Много потребовалось Зощенко творческих сил, чтобы сделать этот язык художественным, экспрессивным и ярким. Искусно пользуясь им для своих рассказов и очерков, Зощенко не забывал никогда, что сам по себе этот язык глуповат и что из него можно извлекать без конца множество комических и живописных эффектов именно потому, что он так уродлив, нелеп и смешон.

На каждой странице писатель готов отмечать вывихи его синтаксиса, опухоли его словаря, демонстрируя с веселым злорадством полную неспособность ненавистного ему слоя людей пользоваться разумной человеческой речью.

О какой-то женщине они, например, говорят, что она "нюхала цветки и настурции".

Как будто настурции - не цветки!

И вот другая такая же фраза:

"Раздаются крики, возгласы и дамские слезы".
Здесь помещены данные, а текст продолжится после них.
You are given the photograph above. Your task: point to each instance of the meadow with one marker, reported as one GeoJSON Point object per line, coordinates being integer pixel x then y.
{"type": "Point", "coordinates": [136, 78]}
Как будто слезы могли раздаваться.

И еще:

"Раз он, сволочь такая, в центре сымается, то и пущай одной рукой поет, а другой свет зажигает".

Или:

"В одной руке у него газета. В другой почтовая открытка. В третьей руке его супруга держит талон".

Или:

"Музыка играла траурные вальсы".

И так далее.

Вздумал, например, зощенковский обыватель сказать, что ему очень хотелось бы, чтобы сердце у него билось ритмично, но он так непривычен к культурным словам, что у него получается:

"Сердце не так аритмично бьется, как хотелось бы".

Хочет пожаловаться, что кто-то критикует кого-то, и у него получается:

"Наводит на все самокритику".

Хочет накричать на кого-то, зачем тот нарушает порядок, а у него получается:

"Что ты нарушаешь беспорядок?"

Вот до чего бестолково речевое мышление у новоявленных советских мещан: слова непослушны их мыслям и часто выражают суждения, прямо противоположные тем, какие им хочется выразить.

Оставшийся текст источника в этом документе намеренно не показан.